Agency performance data generated under the new law, GAO said, can inform Congress' "various legislative responsibilities, including when authorizing or reauthorizing federal programs, and other activities; amending the tax code; appropriating funds; and developing budget resolutions. Congress also can focus agency attention on addressing performance issues through myriad activities, such as oversight agendas, hearings, letters to agencies, and formal and informal meetings with agency officials."
The case studies of past oversight in the report cover work over the past decade on reauthorization of the 1965 Elementary and Secondary Education Act; the Defense Department's post-Sept. 11 revamping of the security clearance process; and the Internal Revenue Service's move to encourage electronic tax returns, which save the government money and improve accuracy.
The report was requested by Sens. Daniel Akaka, D-Hawaii, Tom Carper, D-Del., and Mark Warner, D-Va.
Lessons from the case studies, GAO said, include the need to create shared expectations between congressional representatives and agency staff; engage the most relevant agency officials as well as all appropriate congressional bodies (including lawmakers of both parties and chambers) in reviewing program operations; and execute an ongoing consultation process.
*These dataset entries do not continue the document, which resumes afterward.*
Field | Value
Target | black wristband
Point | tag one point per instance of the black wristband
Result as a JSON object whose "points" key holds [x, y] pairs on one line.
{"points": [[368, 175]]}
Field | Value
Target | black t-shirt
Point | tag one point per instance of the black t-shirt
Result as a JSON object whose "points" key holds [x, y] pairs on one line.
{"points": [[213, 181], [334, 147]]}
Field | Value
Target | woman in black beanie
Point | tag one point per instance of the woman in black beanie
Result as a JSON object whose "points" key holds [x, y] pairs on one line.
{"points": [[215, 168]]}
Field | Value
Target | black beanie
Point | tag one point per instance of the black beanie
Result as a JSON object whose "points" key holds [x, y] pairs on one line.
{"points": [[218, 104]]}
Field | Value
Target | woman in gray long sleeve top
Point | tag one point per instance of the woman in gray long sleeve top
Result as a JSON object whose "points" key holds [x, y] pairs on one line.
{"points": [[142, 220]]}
Sample questions for lawmakers include asking whether the agency has identified others with similar goals or programs; whether the program plan reflects strategies to coordinate with other agencies; whether the strategies are clearly linked to goals; whether the program reflects the priorities of Congress; and whether recent developments suggest the need for new legislation.
Gary Therkildsen, a federal fiscal policy analyst at the nonprofit OMB Watch, called GAO's recommendations "a good step forward as the executive branch becomes better at keeping tabs as on what it's doing and informing Congress." But he criticized the emphasis on cost-cutting goals. "Obviously we're in a budget-constrained environment, so it's important to talk to each other and get the most bang for the buck," he said. "But just because 30 agencies are looking at food safety doesn't mean that should be cut to 29. I hope it's a constructive process. Congress will have a big positive opportunity to change the way agencies work."
The infrastructure for gauging agency performance is there, Therkildsen added. "It all depends on how well Congress and the public want to use it," he said.